Monday, January 29, 2018                       Visit Kaiser Health News for the latest headlines

Today's early morning highlights from the major news organizations.

Kaiser Health News: Death In The Family: An Uncle’s Overdose Spurs Medicaid Official To Change Course
Andrey Ostrovsky’s family did not discuss what killed his uncle. He was young, not quite two weeks past his 45th birthday, when he died, and he had lost touch with loved ones in his final months. Ostrovsky speculated he had committed suicide. Almost two years later, Ostrovsky was Medicaid’s chief medical officer, grappling with an opioid crisis that kills about 115 Americans each day, when he learned the truth: His uncle died of a drug overdose. (Huetteman, 1/29)

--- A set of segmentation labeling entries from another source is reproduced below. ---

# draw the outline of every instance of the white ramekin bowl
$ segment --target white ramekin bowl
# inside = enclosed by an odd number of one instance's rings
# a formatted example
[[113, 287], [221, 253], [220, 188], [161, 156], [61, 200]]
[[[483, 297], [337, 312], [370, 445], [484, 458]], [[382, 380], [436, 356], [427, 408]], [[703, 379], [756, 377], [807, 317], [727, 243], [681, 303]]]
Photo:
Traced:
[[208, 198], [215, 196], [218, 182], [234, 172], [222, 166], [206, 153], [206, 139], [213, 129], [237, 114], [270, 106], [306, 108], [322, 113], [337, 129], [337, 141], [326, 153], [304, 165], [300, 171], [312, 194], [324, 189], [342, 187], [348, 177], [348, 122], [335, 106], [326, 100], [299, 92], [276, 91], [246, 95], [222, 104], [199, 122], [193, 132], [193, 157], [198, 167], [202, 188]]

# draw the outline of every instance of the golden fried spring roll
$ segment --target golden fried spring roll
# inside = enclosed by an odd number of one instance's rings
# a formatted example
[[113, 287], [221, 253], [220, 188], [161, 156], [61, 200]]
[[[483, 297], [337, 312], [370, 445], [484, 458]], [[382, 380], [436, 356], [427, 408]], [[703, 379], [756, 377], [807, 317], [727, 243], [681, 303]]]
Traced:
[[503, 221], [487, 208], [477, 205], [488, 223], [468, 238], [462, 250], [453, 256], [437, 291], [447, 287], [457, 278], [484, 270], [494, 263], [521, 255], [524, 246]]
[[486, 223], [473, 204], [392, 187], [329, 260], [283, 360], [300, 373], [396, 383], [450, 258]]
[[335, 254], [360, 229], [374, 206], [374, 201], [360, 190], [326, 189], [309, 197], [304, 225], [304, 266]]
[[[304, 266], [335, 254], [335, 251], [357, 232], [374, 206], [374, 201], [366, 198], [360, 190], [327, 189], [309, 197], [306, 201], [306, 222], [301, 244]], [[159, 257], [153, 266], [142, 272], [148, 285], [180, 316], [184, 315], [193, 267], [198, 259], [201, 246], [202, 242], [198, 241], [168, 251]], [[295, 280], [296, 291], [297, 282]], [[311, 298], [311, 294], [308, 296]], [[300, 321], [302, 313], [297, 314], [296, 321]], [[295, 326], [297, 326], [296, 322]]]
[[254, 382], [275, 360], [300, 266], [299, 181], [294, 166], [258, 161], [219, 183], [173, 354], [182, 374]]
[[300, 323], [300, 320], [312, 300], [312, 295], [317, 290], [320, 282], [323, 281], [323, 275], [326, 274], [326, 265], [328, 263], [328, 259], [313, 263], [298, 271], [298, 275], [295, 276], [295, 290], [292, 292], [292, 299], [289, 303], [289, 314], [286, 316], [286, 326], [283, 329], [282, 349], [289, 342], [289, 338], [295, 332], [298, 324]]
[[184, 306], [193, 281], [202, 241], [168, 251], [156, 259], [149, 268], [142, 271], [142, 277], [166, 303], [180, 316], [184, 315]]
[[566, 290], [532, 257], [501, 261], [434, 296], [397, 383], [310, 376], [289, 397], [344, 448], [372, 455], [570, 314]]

Kaiser Health News: Treating Domestic Violence As A Medical Problem
Fanny Ortiz, a mother of five who lives just east of downtown Los Angeles, spent nearly a decade married to a man who controlled her and frequently threatened her. Then, she said, his abuse escalated. “He would physically hit me in the face, throw me on the wall,” she recalled. Ortiz, 43, eventually left the marriage, taking her children with her. A few years later, she learned that the East Los Angeles Women’s Center offered domestic violence services at the Los Angeles County-USC Medical Center, near her home. Now she goes to the hospital campus for weekly therapy sessions, which she said have helped stop her suicidal thoughts. (Gorman, 1/29)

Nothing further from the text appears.